Yesterday while biking along sidestreets – not a collector by anyone’s definition – for exercise a car came racing up from behind and honked several times as the narrow street did not allow enough room to pass. At the next stop sign they zipped ahead 100 yards and parked in front of a home. No emergency, just entitlement. Now is the time to create a network of closed sidestreets for people using mobility devices, jogging, and cycling to do so safely with spatial distancing.

Hello, Kitty
Subscriber
Hello, Kitty

This is an interesting discussion. Ultimately, our transportation system belongs to us, not to Eudaly, so we should have a loud voice in how it operates. On the other hand, we may have a one-time chance to make necessary changes that would be far more difficult at other times.

I would ask proponents of moving forward now: how do we ensure the public has a voice in any decisions we make now?

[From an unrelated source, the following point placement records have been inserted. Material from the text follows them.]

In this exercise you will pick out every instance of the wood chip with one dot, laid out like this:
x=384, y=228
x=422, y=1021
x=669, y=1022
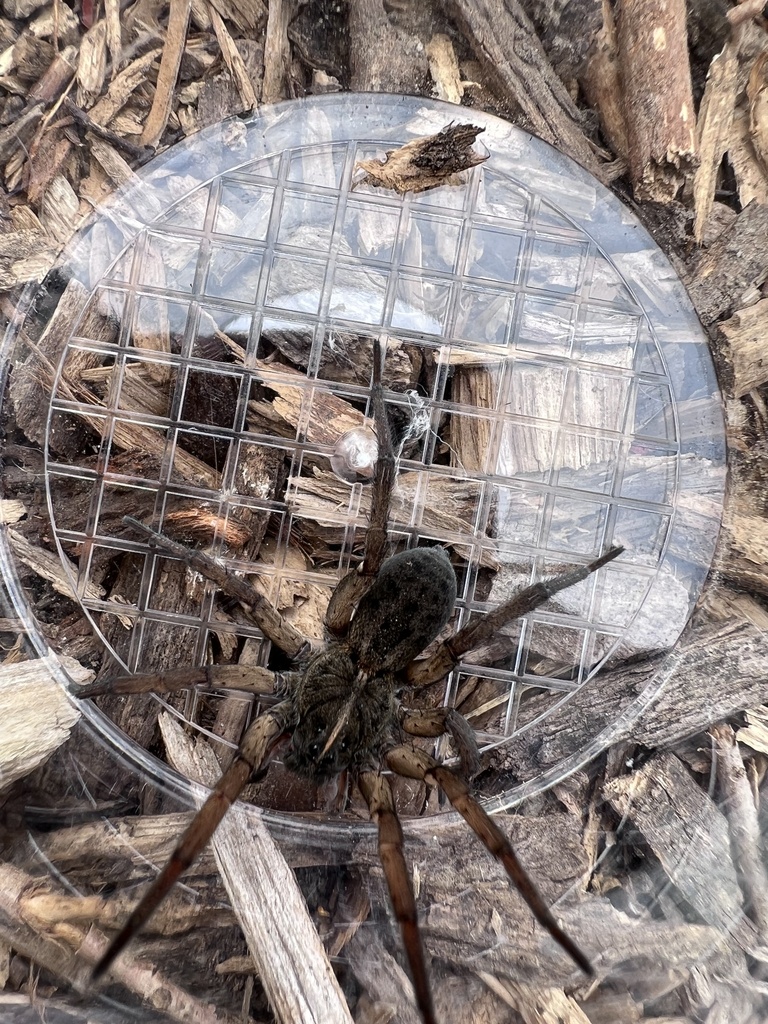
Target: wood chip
x=714, y=128
x=686, y=833
x=443, y=67
x=657, y=96
x=747, y=331
x=37, y=714
x=291, y=962
x=233, y=60
x=425, y=163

And I would ask opponents: If not now, when?

q
Guest
q

One irony in all this–if an action to fight the pandemic is being considered, then people realize there’s also a long-term benefit to it afterwards, then that raises the issue of “taking advantage of the situation” and it becomes a reason why it shouldn’t be done, instead of a reason that it’s an even better thing to do.

Paul G.
Guest
Paul G.

Jonathan

I think you’re increasingly tone-deaf on this one. This is not the time to expend city resources on closing streets which, as you show in many other articles, are generally very low on traffic.

You say that “several cities worldwide” have made closures, but the average “closure” listed on the spreadsheet (outside Bogota which is an outlier) looks to be 1-3 miles as “pilots”. You list Portland Parks as a street closure for alternative transportation, but that’s misleading–their own statement says that this closure is meant to limit access and usage. It’s not about alternative transportation at all.

Pretty weak sauce. I’m with Eudaly on this one as well.